C’est tout particulièrement dans la « Grotte à Hominidés » , un système unique de grottes creusées par la mer, que les restes fossiles humains ont été retrouvés. L’avantage de ce réseau est qu’il a été rempli de sédiments, de façon assez rapide et continue, ce qui a permis de préserver les fossiles dans un contexte stratigraphique claire. De plus, contrairement à la plupart des sites datant du début-milieu du Pléistocène, les strates n’ont pas été remaniées. Il s’agit là de l’un des atouts majeurs du site et d’une aubaine pour les chercheurs, qui ont ainsi pu utiliser ces sédiments pour dater avec une grande fiabilité les fossiles qu’elles contenaient.
Une datation fine et sûre grâce aux anomalies magnétiques
Lors du dépôt des sédiments, certains minéraux ont en effet enregistré le signal du champ magnétique ambiant, qui ne cesse de varier et de s’inverser au fil du temps. Or, les inversions du champ magnétique sont datées avec une grande précision. Ainsi, les chercheurs ont pu identifier dans le signal magnétique de la strate renfermant les fossiles humains un schéma spécifique : celui de la transition Matuyama-Brunhes. Il s’agit de la plus récente des principales inversions du champ magnétique, et elle est datée précisément de 773 000 ans.
Les fossiles retrouvés dans cette couche géologique ont donc le même âge, à peu de chose près. L’assemblage se compose de deux mandibules d’adultes, d’une mandibule d’enfant, de plusieurs vertèbres et de plusieurs dents isolées. Pas de squelette complet, et pour cause : la grotte semble à cette époque avoir été occupée par des carnivores qui auraient rapporté leurs proies (humaines) dans leur repaire pour les dévorer.
Une espèce « intermédiaire » à la base de la lignée Sapiens
Une analyse anatomique détaillée des os a toutefois apporté des résultats très intéressants, qui ont été publiés dans la revue Nature.

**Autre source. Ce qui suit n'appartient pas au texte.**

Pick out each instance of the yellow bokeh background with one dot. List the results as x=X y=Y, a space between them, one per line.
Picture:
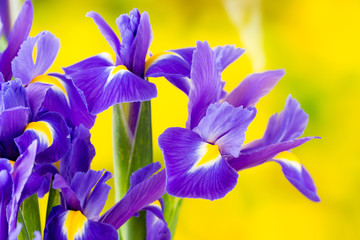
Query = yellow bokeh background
x=315 y=41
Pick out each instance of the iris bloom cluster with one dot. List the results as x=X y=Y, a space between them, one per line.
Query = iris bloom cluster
x=45 y=120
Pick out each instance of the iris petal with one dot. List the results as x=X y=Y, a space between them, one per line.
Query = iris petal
x=225 y=126
x=254 y=87
x=206 y=85
x=299 y=177
x=183 y=150
x=23 y=65
x=107 y=32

Elle révèle la présence d’une mosaïque de traits archaïques et dérivés, certaines caractéristiques rappelant celles des Homo antecessor retrouvés en Espagne. L’analyse de la dent, elle, assure qu’il s’agit d’un hominine qui n’est ni Homo erectus ni Homo antecessor. L’individu se serait plutôt situé à la base des lignées d’Homo sapiens, de Néandertal et de Denisova.
Pour l’heure, il s’agirait donc du témoignage le plus clair concernant l’ancêtre commun à ces trois espèces humaines. Cette découverte souligne également le rôle important qu’a joué cette région du nord-ouest de l’Afrique dans l’évolution du genre Homo.